Glossary
Key terms and definitions
Last updated March 28, 2026
Agentic Coding
Agentic coding is an AI approach where the AI agent autonomously plans, writes, and executes code changes across multiple files with minimal human intervention.
AI Code Completion
AI code completion is real-time code suggestion technology that predicts and suggests the next lines of code as a developer types.
CI/CD
CI/CD is Continuous Integration and Continuous Deployment — the automated process of building, testing, and deploying code changes.
Code Generation
Code generation is the process of AI creating new code from natural language descriptions, specifications, or examples.
Code Review
Code review is the process of examining code changes before they are merged, now increasingly assisted by AI.
IDE (Integrated Development Environment)
An IDE is a software application that provides comprehensive tools for software development including code editing, debugging, and build automation.
Infrastructure as Code
Infrastructure as Code manages cloud infrastructure through code files rather than manual configuration.
LLM (Large Language Model)
A Large Language Model is the AI technology that powers coding assistants by understanding and generating human language and code.
No-Code Development
No-code development is building software applications using visual tools and AI without writing traditional programming code.
Open-Source AI Models
Open-source AI models are freely available machine learning models that can be downloaded, modified, and self-hosted for AI coding.

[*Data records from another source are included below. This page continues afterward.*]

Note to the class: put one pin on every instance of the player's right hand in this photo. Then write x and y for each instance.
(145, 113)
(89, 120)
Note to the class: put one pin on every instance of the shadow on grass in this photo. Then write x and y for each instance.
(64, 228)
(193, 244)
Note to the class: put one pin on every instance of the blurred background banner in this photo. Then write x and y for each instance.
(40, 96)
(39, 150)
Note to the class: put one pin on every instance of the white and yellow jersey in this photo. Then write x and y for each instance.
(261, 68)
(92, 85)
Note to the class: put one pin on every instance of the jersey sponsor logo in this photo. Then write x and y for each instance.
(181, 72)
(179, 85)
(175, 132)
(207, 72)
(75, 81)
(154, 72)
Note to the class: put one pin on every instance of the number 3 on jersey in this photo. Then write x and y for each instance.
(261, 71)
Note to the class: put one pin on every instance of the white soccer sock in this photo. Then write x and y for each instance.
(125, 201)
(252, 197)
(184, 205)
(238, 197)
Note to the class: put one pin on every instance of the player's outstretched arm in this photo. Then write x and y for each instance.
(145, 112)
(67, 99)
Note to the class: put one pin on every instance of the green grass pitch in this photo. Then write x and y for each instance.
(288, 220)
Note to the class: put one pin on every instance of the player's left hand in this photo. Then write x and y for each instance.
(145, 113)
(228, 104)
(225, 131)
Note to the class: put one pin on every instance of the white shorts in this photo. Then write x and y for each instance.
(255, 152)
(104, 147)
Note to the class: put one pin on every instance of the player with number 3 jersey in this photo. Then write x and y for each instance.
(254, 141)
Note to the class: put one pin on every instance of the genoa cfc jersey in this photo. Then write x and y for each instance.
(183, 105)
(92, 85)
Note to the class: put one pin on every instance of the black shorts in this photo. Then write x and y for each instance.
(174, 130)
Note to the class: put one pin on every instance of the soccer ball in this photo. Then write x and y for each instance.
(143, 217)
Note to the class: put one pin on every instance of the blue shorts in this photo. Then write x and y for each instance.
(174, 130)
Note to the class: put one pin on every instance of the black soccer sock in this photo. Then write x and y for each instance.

Prompt Engineering for Code
Prompt engineering for code is the practice of crafting effective instructions to get the best code output from AI tools.
RAG (Retrieval-Augmented Generation)
RAG combines AI generation with information retrieval from specific data sources to provide accurate grounded responses.
Self-Healing Tests
Self-healing tests use AI to automatically fix broken test locators and selectors when the UI changes.
Static Analysis
Static analysis examines code without executing it to find bugs, security vulnerabilities, and code quality issues.
Vector Database
A vector database stores and searches high-dimensional embeddings for AI applications like semantic search and RAG.